10.3.1 Using the Extensions to Exclude Option

You can use the Extensions to Exclude option to direct QuickFinder to ignore specific file types. For example, if you don’t want Word or PowerPoint documents to be included in search results, you can specify DOC and PPT in the Extensions to Exclude field. When these document types are encountered during an indexing job, QuickFinder skips them.

For more information on the Extensions to Exclude option, see Creating an Advanced Crawled Index and Creating an Advanced File System Index.

Using the Extensions to Include Option

As mentioned above, you can use the Extensions to Exclude option to direct QuickFinder to ignore specific file types. However, if you can’t specify all of the extensions to exclude, use the Extensions to Include option and specify all acceptable file extensions. A typical list would specify HTM, HTML, PDF, TXT, and DOC.

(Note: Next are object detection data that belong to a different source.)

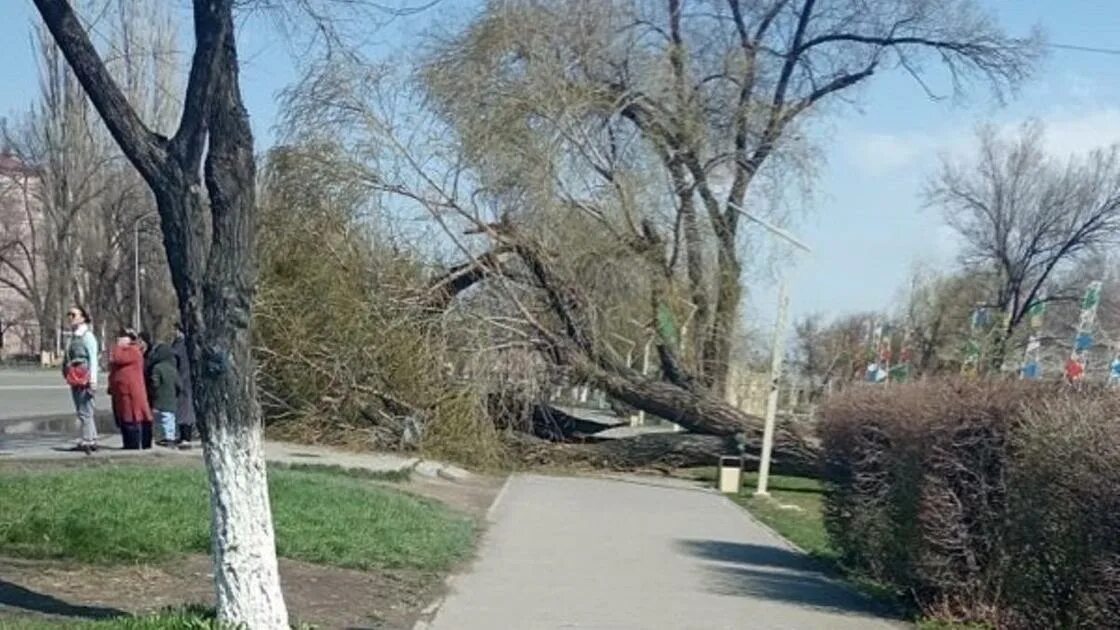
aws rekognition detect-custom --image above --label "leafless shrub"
[822,381,1120,628]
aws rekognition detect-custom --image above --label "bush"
[821,381,1120,628]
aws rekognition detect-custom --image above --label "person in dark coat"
[109,330,151,451]
[171,324,195,448]
[144,343,179,446]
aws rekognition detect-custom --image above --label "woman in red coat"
[109,330,152,451]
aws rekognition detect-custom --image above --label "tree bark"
[35,0,288,630]
[516,432,820,478]
[192,12,288,629]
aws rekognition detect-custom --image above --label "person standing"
[109,330,152,451]
[63,306,100,454]
[144,341,179,446]
[171,324,195,448]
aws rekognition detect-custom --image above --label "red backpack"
[66,363,90,389]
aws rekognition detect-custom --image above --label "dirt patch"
[0,556,442,630]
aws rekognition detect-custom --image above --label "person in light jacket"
[144,342,179,446]
[63,306,100,454]
[171,324,195,448]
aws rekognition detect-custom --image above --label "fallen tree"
[275,0,1036,473]
[510,432,820,476]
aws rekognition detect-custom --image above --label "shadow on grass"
[0,580,128,619]
[678,540,898,619]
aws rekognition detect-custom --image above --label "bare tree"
[35,0,288,629]
[428,0,1035,392]
[928,122,1120,369]
[280,0,1037,466]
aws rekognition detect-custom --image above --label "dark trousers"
[121,423,151,451]
[177,425,195,442]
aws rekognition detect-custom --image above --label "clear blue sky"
[0,0,1120,325]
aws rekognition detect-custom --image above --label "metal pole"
[755,275,790,497]
[132,215,147,332]
[637,337,653,427]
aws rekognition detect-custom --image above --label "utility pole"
[728,203,813,497]
[755,274,790,497]
[132,212,156,333]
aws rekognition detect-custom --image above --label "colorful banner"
[1065,280,1103,382]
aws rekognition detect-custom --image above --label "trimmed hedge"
[821,380,1120,628]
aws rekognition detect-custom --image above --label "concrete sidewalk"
[418,475,902,630]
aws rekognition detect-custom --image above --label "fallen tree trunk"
[513,430,820,478]
[532,405,628,442]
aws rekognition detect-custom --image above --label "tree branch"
[34,0,167,182]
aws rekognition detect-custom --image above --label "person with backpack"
[144,341,179,446]
[109,330,152,451]
[63,306,100,455]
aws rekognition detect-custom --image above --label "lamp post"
[728,204,813,497]
[132,212,156,332]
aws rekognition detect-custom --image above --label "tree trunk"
[35,0,288,630]
[193,22,288,630]
[702,245,743,398]
[570,356,763,435]
[514,432,821,478]
[195,403,288,629]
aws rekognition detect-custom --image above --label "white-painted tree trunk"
[203,423,289,630]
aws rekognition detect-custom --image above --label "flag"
[1027,299,1046,331]
[1065,280,1102,382]
[1065,356,1085,382]
[1081,280,1102,311]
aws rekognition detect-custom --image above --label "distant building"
[0,152,45,360]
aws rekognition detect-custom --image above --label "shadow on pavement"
[0,580,128,619]
[678,540,896,617]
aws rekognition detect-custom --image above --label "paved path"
[420,475,897,630]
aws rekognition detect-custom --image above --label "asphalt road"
[0,369,109,423]
[421,475,902,630]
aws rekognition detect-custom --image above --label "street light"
[132,212,156,332]
[728,203,813,497]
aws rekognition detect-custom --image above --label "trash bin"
[719,455,743,494]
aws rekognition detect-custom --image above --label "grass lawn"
[0,465,474,571]
[694,469,837,563]
[0,606,216,630]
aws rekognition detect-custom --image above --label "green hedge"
[821,380,1120,628]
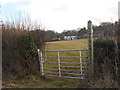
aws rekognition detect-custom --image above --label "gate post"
[88,20,94,78]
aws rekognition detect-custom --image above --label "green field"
[46,39,88,50]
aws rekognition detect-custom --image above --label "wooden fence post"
[38,49,42,75]
[88,20,94,78]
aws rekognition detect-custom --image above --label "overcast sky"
[0,0,119,32]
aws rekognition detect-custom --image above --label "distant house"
[64,36,77,40]
[52,38,61,41]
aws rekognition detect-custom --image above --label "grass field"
[46,39,88,50]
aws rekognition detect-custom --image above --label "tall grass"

HINT:When entering extensions in the Extensions to Exclude box, separate each extension by a space or a hard return. Don’t use commas. For example:

htm html pdf txt doc

Using the Robots Meta Tag

Another effective way of controlling what QuickFinder indexes is to use the Robots meta tag. This tag is inserted into header section of a document and contains instructions about what should (or should not) be indexed.

When a Web-based search engine encounters a document containing the Robots meta tag, the search engine does as the meta tag instructs.

There are several values you can specify in the Robots meta tag

NOINDEX: Indicates that the document is not to be indexed.

NOFOLLOW: Indicates that hypertext links in the document are not to be crawled.

FOLLOWINDEX: Indicates that hypertext links in the document should be crawled.

ALL: Indicates that the document can be indexed and all links can be crawled.

NONE: Indicates that the document is not to be indexed and that hypertext links are not to be crawled.

To include the Robots meta tag, use this syntax in the header section of the document:

<META name=”Robots” content=”value, optional_value”>

Using the Robots Comment Tag

You can also use the Robots Comment tag to exclude specific sections of HTML documents from your search results. For example, you might not want such sections as repetitive headers, footers, navigation bars, and server-side includes to be indexed.

HINT:You can also place these tags at the top and bottom of all include files so these sections are never indexed when they are part of a larger document.

To direct QuickFinder where to begin skipping content while indexing:

  1. At the point in your HTML document where you want QuickFinder to begin skipping content while indexing, use the following tag:

    <!--*Robots NoIndex- >
    
  2. Just after the content you want skipped, use the following tag:

    <!--*Robots Index- >
    
  3. Save your changes and index (or reindex) the content.